Publié par H16 le 19 août 2019

Billet initialement paru le 26 août 2009

Il y a dix ans (oui, dix) de cela, je me fendais d’un petit billet sur les risques sérieux qu’il y avait à restreindre l’accès à l’énergie nucléaire. En 10 ans, les choses ont peu changé. On voit, de temps en temps, des articles évoquer les problèmes récurrents (comme ici en 2014) d’approvisionnements en matériaux radio-actifs pour les demandes médicales, tant en France qu’ailleurs dans le monde. Avec l’hystérie écologique qui pousse à laisser tomber le nucléaire comme source d’énergie, couplée à la perte assez marquée de toute culture scientifique d’une part croissante de la population, la tendance ne s’est pas inversée…

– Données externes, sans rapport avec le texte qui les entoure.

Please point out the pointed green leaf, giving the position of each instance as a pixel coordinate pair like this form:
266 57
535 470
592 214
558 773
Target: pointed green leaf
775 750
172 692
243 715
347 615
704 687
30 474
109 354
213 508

J’avais déjà évoqué, lors d’un précédent billet, toute la puissance d’action du fluffy, c’est-à-dire le gentil écologiste extrémiste, cette personne cohérente qui souhaite de façon relax la mort de son prochain pour assurer, par exemple, une descendance nombreuse aux otaries, baleines et autres crustacés au détriment de sa voisine de palier dont il sait pertinemment qu’elle ne trie pas ses déchets, cette vieille radasse. Il m’arrive aussi de souligner l’incurie de l’état dans la gestion des affaires courantes, et sa propension assez incroyable à foirer lamentablement une planification, quinquennale ou pas. Aujourd’hui, nous allons pouvoir étudier les conséquences sur le long terme d’un esprit fluffy couplé à toute la puissance de l’inattention laxiste des états.

Or donc, tout commence il y a quelques années, alors que les Verts, Ecolos et autres environnementalistes deviennent très très conscients que nous, tous autant que nous sommes, polluons la planète comme des malades.

Il n’aura pas fallu beaucoup de temps pour que ceux-ci prennent les grands conglomérats industriels comme cible privilégiée, puisque ce qui se voit bien se dénonce facilement. Et des groupes pétroliers en passant par les chimistes et les industries lourdes, nos combattants de Gaïa ont toujours su trouver un groupe ou une multinationale sur qui taper.

L’Etat n’était pas en reste, tant pour taper que pour recevoir les coups.

Pour taper, l’Etat tape : la petite bruine de règlementations confuses eco-friendly s’est, progressivement, muée en pluie de taxes et impositions diverses, qui s’est elle-même transformée, ces dernières années, en un véritable déluge fiscal aux proportions bibliques dont, en France, la taxe carbone est le dernier avatar, ce qui va encore bien aider le pouvoir d’achat des Français.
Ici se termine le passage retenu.